Kamilla Pietrzyk is a Ph.D. Candidate in the Department of Political Science at York University. She is currently completing her dissertation titled “Time, Technology and Troublemakers: ‘fast activism’ and the alter-globalization movement in Canada” under the supervision of professor Leo Panitch. She holds a BA and MA in Media Studies from Western University.

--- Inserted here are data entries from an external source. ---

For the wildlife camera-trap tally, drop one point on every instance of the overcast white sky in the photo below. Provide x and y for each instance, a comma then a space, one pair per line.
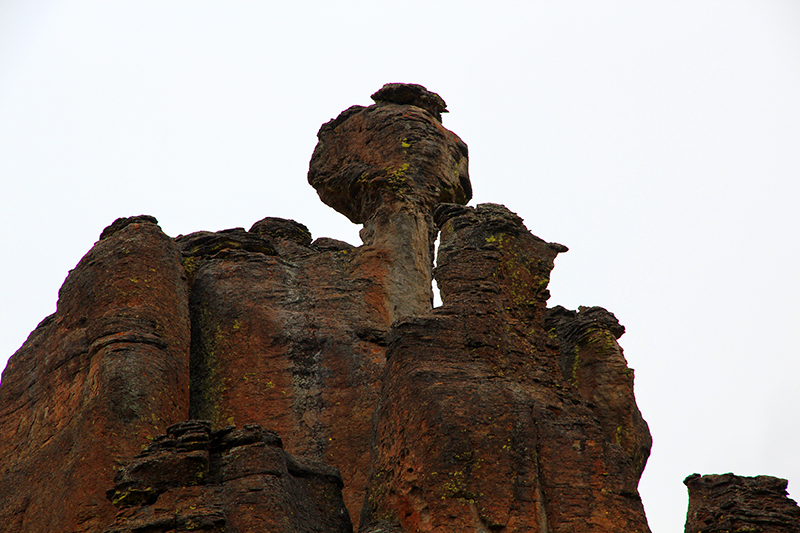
658, 140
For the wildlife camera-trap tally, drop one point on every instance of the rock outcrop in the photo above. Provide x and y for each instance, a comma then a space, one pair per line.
723, 503
93, 381
193, 478
359, 406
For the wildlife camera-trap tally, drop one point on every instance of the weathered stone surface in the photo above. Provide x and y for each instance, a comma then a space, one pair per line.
388, 166
727, 503
489, 413
476, 429
592, 360
109, 368
232, 481
294, 342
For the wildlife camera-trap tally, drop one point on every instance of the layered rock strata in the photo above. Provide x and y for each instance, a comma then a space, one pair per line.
229, 479
107, 370
476, 429
489, 413
723, 503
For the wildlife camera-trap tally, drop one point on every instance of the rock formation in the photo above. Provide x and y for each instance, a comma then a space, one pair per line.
261, 380
722, 503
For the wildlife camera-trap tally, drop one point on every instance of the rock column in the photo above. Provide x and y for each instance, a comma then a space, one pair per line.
108, 370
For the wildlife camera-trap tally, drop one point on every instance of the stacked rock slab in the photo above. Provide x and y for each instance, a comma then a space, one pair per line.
724, 503
468, 417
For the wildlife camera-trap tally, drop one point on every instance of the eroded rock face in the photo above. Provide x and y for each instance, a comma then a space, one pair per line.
227, 480
723, 503
591, 359
489, 413
109, 368
476, 429
388, 166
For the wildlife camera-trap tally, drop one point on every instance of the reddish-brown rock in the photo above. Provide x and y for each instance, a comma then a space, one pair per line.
93, 381
476, 429
227, 480
592, 360
730, 503
489, 413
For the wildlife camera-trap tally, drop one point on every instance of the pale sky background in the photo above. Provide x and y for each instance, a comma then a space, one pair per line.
658, 140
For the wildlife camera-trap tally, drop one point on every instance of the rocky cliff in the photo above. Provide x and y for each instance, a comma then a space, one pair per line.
258, 379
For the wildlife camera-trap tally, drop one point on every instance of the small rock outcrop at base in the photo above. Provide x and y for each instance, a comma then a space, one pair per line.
263, 380
728, 503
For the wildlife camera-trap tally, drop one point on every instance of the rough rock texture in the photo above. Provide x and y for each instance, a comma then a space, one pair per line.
388, 166
592, 360
193, 478
476, 428
729, 503
107, 370
293, 340
489, 413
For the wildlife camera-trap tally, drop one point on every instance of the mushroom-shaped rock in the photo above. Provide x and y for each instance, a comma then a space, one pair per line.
388, 166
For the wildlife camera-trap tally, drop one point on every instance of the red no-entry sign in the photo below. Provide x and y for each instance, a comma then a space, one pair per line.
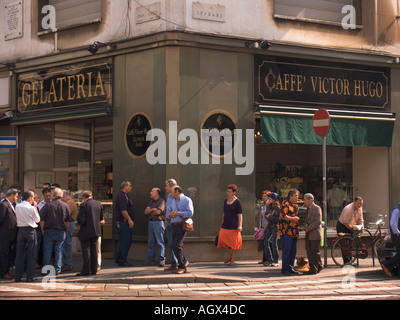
321, 122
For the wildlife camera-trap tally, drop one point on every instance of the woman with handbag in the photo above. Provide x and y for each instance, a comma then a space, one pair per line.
230, 236
271, 253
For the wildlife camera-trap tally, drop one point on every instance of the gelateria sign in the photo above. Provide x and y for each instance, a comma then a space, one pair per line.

Slowing down fast capitalism?
This paper will argue that one of the major yet generally overlooked continuities between activists of the ‘anti-globalization’ and the Occupy movements is their shared interest in slowing down ‘fast’ or ‘casino capitalism’ by means of a financial transactions tax (FTT). The campaign for the Tobin tax, named after James Tobin, a Nobel-prize winning economist, was first popularized in the late 1990s by the French organization ATTAC (Association pour la taxation des transactions financières et pour l’action citoyenne). With the emergence of the Occupy movement following the financial crisis of 2008, the campaign was rebranded as one advocating a ‘Robin Hood Tax,’ but the idea remained the same: to curb the volatility of financial markets, in effect making the system less sensitive to daily political news and the anticipation of economic policy changes. Using insights of critical political economy, this paper will first theorize the vital role played by mobile, instantaneous information and communication technologies in facilitating the financialization of capital and thereby accelerating capitalism’s inherent propensity toward crisis. The second part of the paper will discuss the trajectory of the Tobin/Robin Hood tax campaign, while the conclusion will provide a critical perspective on the campaign’s promise as well as its potential perils and political limitations.